Long-context LLMs increasingly rely on extended, reusable prefill prompts for agents and domain Q&A, pushing attention and KV-cache to become the dominant decode-time bottlenecks. While sparse attention reduces computation and transfer costs, it often struggles to maintain accuracy at high sparsity levels due to the inherent distribution shift between Queries and Keys. We propose Centroid-Scoring Attention (CSAttention), a training-free sparse attention method optimized for high-throughput serving of reusable contexts.

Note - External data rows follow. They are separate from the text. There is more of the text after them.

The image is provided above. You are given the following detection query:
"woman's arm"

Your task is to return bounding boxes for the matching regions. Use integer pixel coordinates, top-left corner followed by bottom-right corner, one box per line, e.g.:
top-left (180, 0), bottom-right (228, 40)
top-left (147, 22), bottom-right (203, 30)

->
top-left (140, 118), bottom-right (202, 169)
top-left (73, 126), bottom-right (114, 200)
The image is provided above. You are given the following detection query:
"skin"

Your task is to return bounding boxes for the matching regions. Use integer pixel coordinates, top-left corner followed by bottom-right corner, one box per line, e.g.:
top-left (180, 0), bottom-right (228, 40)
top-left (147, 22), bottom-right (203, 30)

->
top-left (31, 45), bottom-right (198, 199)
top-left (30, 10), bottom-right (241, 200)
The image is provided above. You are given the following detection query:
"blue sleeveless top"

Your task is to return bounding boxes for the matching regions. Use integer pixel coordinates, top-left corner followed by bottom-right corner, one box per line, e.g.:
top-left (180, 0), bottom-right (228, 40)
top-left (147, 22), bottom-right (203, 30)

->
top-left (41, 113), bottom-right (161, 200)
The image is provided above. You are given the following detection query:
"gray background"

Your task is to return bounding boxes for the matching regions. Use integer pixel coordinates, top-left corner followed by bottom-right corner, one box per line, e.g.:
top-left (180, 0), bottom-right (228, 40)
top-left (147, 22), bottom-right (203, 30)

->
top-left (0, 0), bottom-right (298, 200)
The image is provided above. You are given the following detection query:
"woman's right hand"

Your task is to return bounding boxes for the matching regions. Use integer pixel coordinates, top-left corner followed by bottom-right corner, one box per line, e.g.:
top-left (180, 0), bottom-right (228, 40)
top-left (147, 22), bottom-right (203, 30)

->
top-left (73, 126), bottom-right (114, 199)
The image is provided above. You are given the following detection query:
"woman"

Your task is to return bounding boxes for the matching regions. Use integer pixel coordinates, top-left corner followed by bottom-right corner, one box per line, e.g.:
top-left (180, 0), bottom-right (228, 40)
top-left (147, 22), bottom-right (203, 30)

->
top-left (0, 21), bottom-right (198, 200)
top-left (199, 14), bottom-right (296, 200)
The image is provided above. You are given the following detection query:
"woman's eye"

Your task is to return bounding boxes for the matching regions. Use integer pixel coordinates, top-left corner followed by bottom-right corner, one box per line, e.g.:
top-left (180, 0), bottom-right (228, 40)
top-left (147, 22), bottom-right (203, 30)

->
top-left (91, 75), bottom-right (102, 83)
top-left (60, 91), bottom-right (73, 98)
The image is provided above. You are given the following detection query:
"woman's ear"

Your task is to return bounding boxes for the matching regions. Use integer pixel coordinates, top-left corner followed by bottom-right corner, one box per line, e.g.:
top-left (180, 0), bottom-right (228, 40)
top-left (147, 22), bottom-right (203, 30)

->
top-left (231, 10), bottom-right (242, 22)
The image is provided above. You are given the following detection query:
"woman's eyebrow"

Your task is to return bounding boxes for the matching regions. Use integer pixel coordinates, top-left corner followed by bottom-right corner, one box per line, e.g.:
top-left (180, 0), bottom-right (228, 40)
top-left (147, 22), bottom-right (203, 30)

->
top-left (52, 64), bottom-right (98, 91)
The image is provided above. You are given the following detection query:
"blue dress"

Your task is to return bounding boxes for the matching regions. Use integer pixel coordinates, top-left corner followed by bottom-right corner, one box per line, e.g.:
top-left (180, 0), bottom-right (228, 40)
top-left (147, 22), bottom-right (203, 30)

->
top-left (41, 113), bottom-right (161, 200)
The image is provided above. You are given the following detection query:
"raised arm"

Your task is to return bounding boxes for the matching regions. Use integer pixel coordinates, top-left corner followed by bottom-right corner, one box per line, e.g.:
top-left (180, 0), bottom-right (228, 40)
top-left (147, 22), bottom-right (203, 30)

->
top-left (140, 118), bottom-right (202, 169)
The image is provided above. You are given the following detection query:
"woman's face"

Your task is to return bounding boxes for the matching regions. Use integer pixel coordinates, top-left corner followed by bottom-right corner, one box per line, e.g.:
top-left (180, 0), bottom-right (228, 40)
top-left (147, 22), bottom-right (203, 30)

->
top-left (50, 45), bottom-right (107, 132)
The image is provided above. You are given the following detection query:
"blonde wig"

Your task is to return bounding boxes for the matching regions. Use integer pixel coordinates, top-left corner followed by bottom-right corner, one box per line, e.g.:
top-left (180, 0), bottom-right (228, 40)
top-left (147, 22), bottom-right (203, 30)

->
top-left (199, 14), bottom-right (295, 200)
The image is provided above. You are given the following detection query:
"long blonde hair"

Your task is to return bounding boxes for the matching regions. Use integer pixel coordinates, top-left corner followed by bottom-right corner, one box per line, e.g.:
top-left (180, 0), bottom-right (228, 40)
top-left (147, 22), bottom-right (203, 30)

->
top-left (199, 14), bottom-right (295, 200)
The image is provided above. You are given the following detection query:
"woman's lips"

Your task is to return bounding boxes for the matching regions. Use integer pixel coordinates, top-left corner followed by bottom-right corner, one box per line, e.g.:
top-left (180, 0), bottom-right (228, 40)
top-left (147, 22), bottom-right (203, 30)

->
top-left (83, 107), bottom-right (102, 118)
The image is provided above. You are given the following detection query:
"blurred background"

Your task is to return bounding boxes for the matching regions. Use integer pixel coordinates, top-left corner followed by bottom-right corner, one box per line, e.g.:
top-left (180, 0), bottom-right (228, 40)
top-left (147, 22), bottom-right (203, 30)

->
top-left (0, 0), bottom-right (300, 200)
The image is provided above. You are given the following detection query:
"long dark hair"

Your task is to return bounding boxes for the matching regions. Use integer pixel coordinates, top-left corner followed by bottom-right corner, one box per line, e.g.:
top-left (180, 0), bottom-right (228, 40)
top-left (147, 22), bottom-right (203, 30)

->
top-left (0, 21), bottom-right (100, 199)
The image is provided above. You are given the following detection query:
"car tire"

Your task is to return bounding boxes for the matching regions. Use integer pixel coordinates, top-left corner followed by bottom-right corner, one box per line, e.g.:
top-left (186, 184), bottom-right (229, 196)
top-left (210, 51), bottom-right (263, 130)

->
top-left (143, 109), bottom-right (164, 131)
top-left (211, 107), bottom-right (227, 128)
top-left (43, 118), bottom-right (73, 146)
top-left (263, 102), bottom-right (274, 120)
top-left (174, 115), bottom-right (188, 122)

CSAttention adopts a storage-for-computation strategy tailored to the offline-prefill/online-decode setting: it front-loads computation into a one-time offline prefill phase that can be amortized across multiple queries, while aggressively optimizing per-step decoding latency. Specifically, CSAttention constructs query-centric lookup tables during offline prefill, whose size remains fixed during decoding, and enables online decoding to replace full-context scans with efficient table lookups and GPU-friendly score accumulation. Extensive experiments demonstrate that CSAttention achieves near-identical accuracy to full attention. Under high sparsity (95%) and long-context settings (32K-128K), CSAttention consistently outperforms state-of-the-art sparse attention methods in both model accuracy and inference speed, achieving up to 4.6x inference speedup over the most accurate baseline at a context length of 128K.